Momentary excessive speeding can constitute dangerous driving – R. v. Chung, 2020 SCC 8

In order to be found guilty of the criminal offence of dangerous driving, a person must be driving in a dangerous manner and have a “guilty mind”. In dangerous driving cases, a person has a guilty mind when they drive with a “marked departure from the standard of care which a reasonable person would have exercised in the same circumstances” (R. v. Roy 2012 SCC 26 at para 36).

In the recent Supreme Court decision of R. v. Chung, the Court found that conduct that “creates foreseeable and immediate risks of serious consequences can still be a marked departure from the norm” even if the conduct is only momentary (para 22). This is a distinction from previous decisions where the Court found that momentary lapses in attention or judgement commonly occur due to the “automatic and reflexive nature of driving”  and therefore, would not be enough to demonstrate a guilty mind (R. v. Beatty, 2008 SCC 5 at para 34).

In this case, Mr. Chung rapidly accelerated to a speed of 140 km/h and changed lanes quickly in order to pass a vehicle that had slowed down to turn. Mr. Chung did so while approaching an intersection where another driver was in the process of turning left across his path. The collision of the two vehicles resulted in the death of the other driver. The Supreme Court found that a reasonable person in the same circumstances would have foreseen the risk from “accelerating rapidly and speeding into that major intersection” and would have taken different actions (R. v. Chung at para 23).

Justice Karakatsanis wrote a dissenting opinion arguing that the finding of not guilty from the trial judge should be restored.

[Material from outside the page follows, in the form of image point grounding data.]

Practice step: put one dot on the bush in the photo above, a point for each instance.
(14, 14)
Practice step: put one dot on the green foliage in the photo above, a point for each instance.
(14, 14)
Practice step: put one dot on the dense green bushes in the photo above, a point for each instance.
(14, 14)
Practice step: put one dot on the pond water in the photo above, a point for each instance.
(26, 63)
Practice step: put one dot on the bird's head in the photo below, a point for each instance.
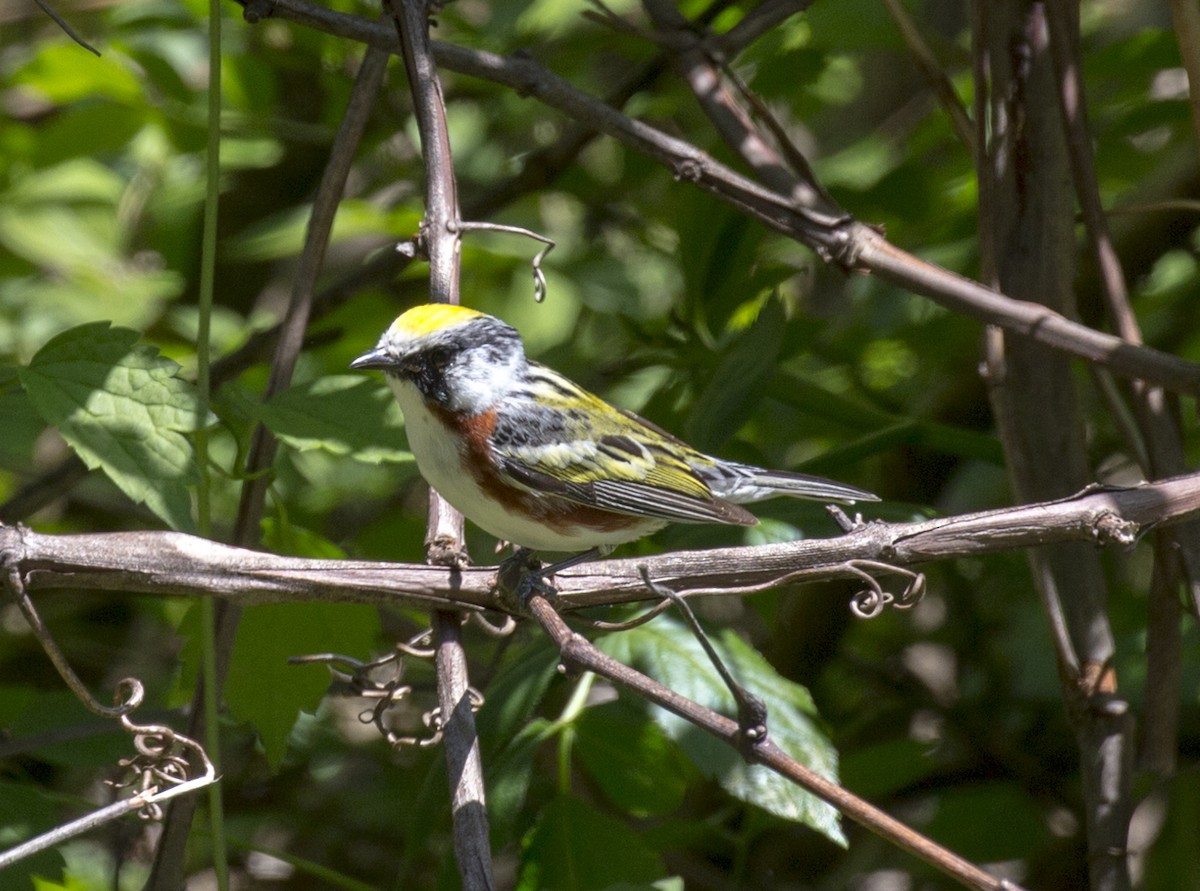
(461, 359)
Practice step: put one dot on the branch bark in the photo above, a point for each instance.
(173, 563)
(444, 537)
(840, 239)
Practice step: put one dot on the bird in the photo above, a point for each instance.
(538, 461)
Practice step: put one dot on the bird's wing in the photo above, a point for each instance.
(565, 442)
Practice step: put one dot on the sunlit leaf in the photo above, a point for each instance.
(123, 408)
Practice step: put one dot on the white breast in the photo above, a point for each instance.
(439, 460)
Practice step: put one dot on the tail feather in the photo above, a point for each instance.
(742, 484)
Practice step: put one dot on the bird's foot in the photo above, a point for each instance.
(522, 575)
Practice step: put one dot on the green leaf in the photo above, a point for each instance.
(631, 759)
(667, 652)
(737, 386)
(123, 408)
(269, 692)
(576, 848)
(345, 414)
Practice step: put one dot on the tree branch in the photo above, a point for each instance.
(177, 564)
(840, 239)
(444, 538)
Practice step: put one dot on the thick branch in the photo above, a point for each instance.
(178, 564)
(841, 239)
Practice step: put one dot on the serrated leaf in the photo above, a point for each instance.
(667, 652)
(343, 414)
(123, 408)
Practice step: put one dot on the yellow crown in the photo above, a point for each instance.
(431, 317)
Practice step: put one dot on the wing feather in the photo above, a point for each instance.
(622, 464)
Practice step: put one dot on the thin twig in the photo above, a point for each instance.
(847, 243)
(444, 537)
(171, 563)
(169, 859)
(581, 655)
(67, 29)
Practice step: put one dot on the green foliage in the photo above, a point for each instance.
(123, 408)
(669, 653)
(663, 299)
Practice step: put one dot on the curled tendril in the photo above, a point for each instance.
(163, 761)
(874, 599)
(388, 692)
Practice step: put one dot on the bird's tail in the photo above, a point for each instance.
(743, 483)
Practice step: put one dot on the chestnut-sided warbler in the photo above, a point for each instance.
(535, 460)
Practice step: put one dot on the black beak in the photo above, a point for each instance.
(377, 358)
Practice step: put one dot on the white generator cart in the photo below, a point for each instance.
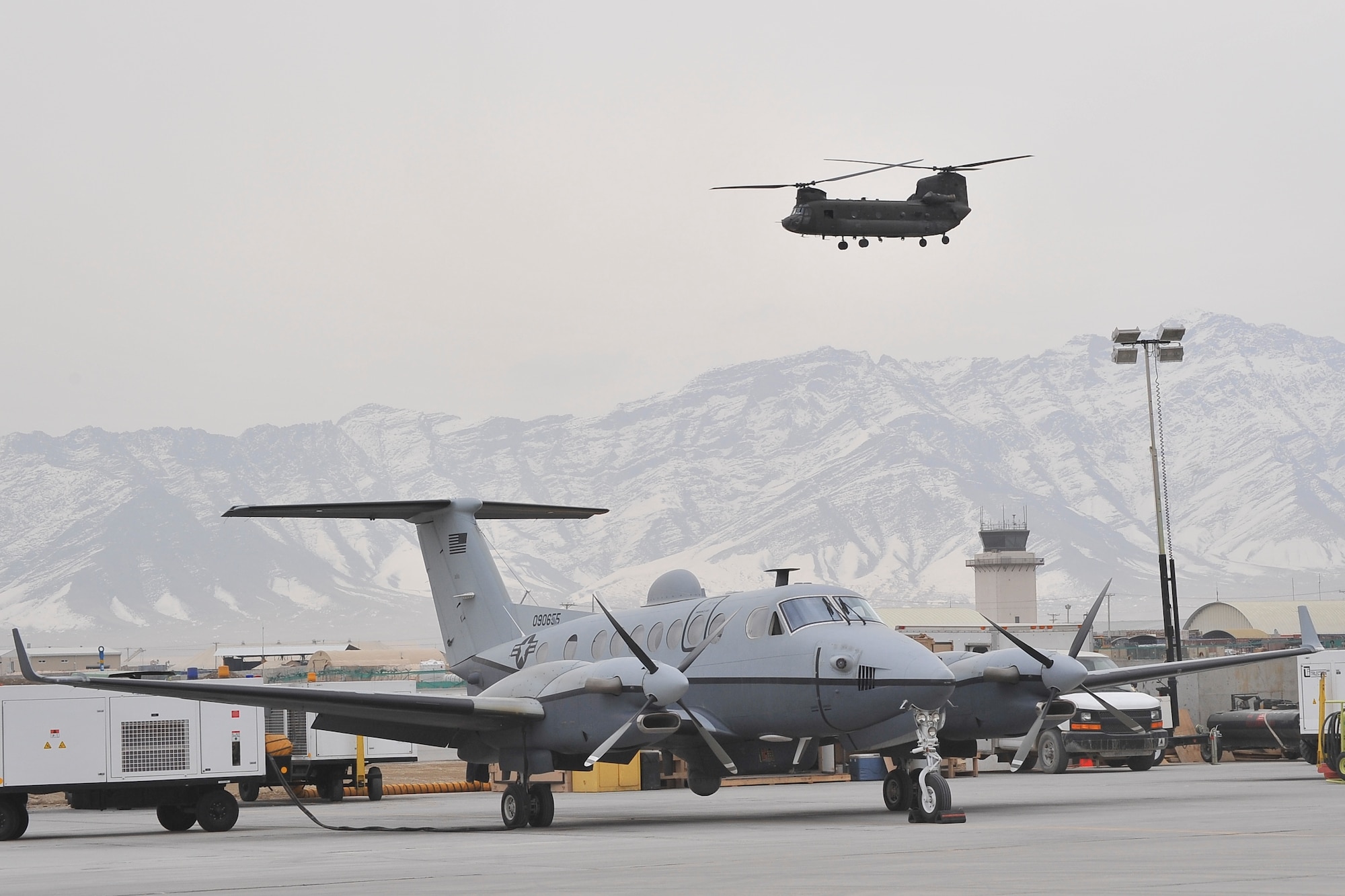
(1327, 666)
(126, 751)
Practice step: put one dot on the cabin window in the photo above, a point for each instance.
(758, 622)
(857, 608)
(675, 638)
(808, 611)
(696, 630)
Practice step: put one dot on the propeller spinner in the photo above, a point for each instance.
(665, 685)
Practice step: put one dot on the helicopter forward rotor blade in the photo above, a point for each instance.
(883, 166)
(887, 165)
(989, 162)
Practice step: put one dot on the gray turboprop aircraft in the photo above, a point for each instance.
(552, 688)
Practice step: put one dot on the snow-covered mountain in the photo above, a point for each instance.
(867, 473)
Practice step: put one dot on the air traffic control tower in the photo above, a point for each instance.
(1007, 573)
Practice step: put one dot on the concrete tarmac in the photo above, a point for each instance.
(1239, 827)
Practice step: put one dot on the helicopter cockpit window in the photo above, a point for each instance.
(808, 611)
(857, 608)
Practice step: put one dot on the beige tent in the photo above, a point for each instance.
(399, 658)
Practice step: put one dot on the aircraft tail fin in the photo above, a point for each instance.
(470, 596)
(1305, 622)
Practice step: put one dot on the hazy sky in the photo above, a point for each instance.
(228, 214)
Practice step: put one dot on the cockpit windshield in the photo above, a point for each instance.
(806, 611)
(857, 608)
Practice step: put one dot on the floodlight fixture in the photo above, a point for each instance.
(1125, 356)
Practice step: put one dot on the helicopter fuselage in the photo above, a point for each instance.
(875, 218)
(938, 205)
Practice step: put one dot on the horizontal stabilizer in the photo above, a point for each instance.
(415, 509)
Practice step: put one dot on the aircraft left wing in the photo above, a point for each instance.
(373, 712)
(1152, 671)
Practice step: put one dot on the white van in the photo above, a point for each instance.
(1096, 733)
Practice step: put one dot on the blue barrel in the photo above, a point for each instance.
(868, 767)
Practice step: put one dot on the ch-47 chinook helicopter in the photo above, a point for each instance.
(722, 681)
(938, 205)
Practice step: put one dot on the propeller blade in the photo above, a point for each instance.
(1032, 651)
(989, 162)
(630, 642)
(1082, 638)
(709, 639)
(709, 740)
(611, 741)
(1125, 720)
(1030, 740)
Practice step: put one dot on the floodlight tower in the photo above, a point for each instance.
(1165, 348)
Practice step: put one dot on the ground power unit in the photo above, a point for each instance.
(127, 751)
(1319, 673)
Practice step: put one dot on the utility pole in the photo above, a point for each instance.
(1167, 346)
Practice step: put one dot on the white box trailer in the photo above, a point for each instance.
(126, 751)
(326, 759)
(1328, 665)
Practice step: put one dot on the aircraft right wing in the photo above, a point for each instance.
(1152, 671)
(376, 715)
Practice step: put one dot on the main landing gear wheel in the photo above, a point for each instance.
(176, 817)
(703, 784)
(896, 790)
(14, 817)
(541, 806)
(930, 798)
(514, 806)
(1141, 763)
(1051, 752)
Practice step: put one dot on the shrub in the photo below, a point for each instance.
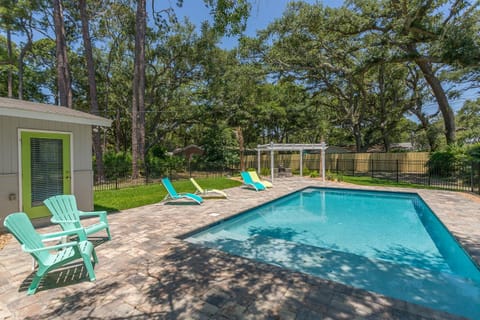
(441, 163)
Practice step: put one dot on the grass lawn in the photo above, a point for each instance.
(115, 200)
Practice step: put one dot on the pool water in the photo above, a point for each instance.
(386, 242)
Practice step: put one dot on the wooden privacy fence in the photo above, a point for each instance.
(408, 162)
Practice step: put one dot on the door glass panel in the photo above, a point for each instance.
(47, 169)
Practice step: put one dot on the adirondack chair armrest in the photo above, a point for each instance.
(101, 214)
(92, 213)
(80, 232)
(55, 220)
(50, 248)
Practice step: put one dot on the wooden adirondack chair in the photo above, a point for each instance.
(22, 229)
(65, 212)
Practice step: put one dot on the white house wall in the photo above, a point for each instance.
(9, 161)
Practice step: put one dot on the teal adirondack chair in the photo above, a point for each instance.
(65, 212)
(22, 229)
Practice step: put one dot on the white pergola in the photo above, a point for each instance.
(272, 147)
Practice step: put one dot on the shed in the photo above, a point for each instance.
(45, 150)
(189, 151)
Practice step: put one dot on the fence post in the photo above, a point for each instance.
(472, 176)
(397, 170)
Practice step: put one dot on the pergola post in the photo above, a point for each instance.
(258, 160)
(323, 147)
(301, 163)
(271, 161)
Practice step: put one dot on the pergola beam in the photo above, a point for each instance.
(272, 147)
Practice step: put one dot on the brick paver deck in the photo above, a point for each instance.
(145, 272)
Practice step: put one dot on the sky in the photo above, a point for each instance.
(262, 13)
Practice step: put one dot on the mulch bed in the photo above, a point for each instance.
(4, 239)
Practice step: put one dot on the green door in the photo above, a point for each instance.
(46, 169)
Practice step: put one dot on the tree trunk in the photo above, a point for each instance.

Crown prosecutors do not get to appeal any trial decision they disagree with. A trial judge must make an error in their use of the law in order for a Crown to be able to appeal. Justice Karakatsanis found that in this case, the trial judge demonstrated a proper grasp of the law. However, all of the other judges hearing Mr. Chung’s appeal found that the trial judge did not use the correct legal test by failing to consider what a reasonable person would have foreseen and done in the same circumstances As a result, Mr. Chung was found guilty of dangerous driving causing death.